Ramblings of an aging IT geek
← Ramblings of an aging IT geek
homelab

i built nineteen dashboards and looked at two

A confession about over-instrumenting a homelab with Prometheus and Grafana, and pruning back to the handful of panels that actually answer questions.

A rack of servers with monitoring screens

At some point my homelab acquired more dashboards than services. I'd stand this up to be sensible, you understand: Prometheus scraping everything, node-exporter on every box, Grafana with a folder structure, alerting rules, the lot. The kind of observability setup you'd put on a slide. And then one evening I counted, and there were nineteen dashboards, and I realised I look at precisely two of them.

The other seventeen were built in moments of enthusiasm. A new service goes in, I import the community dashboard for it, admire the wall of green, and never open it again. Some of them are genuinely beautiful. There is a Grafana dashboard for my UPS that shows battery temperature trends over ninety days. I have never once needed to know the ninety-day temperature trend of my UPS battery. I built it because the panel existed and importing it was free.

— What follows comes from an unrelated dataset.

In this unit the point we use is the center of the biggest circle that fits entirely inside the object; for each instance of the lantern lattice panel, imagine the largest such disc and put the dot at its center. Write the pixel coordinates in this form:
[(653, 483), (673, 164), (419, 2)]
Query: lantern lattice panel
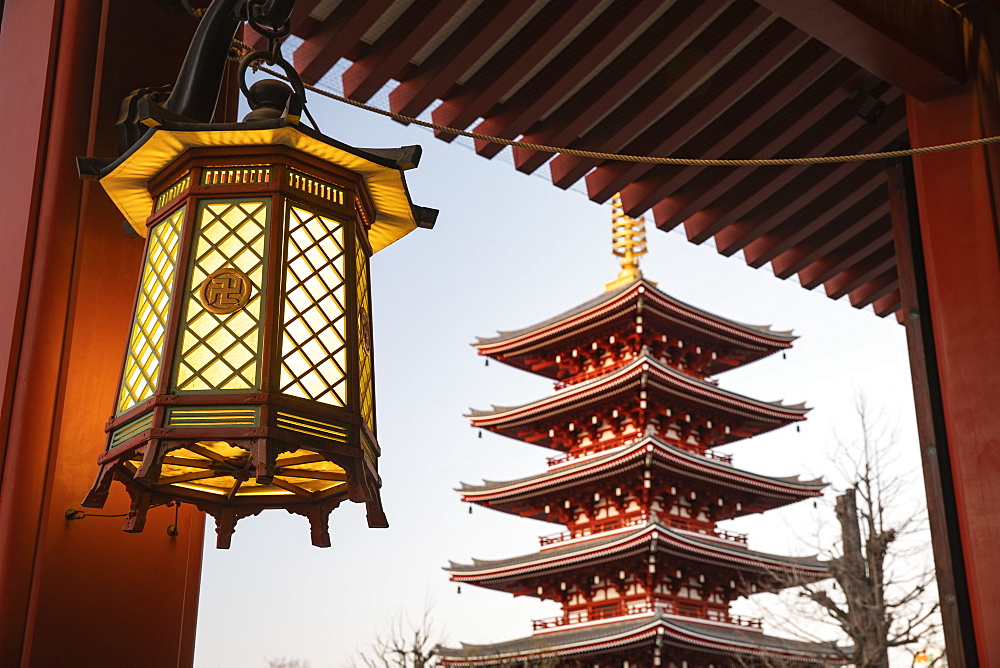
[(220, 351), (142, 366), (364, 335), (314, 337)]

A homelab with a screen of graphs

The two I actually use tell me different things and that's why they survive. The first is a single overview: is everything up, is anything on fire, what's the disk situation. Four panels, no scrolling, the thing I glance at with coffee. The second is the one I open when something is already wrong, dense and ugly, full of the per-service detail I need to actually diagnose. One answers "is it fine?", the other answers "what broke?". Everything in between turned out to be decoration.

The mistake I'd made is a common one, and it's seductive because instrumenting is satisfying in a way that staring at instruments isn't. A dashboard you build feels like progress. A metric you collect feels like diligence. But a dashboard nobody reads isn't observability, it's a screensaver, and the cost is real: every panel is a query, every query is load on Prometheus, every dashboard is a thing that breaks silently when a metric name changes and that you then have to maintain or delete.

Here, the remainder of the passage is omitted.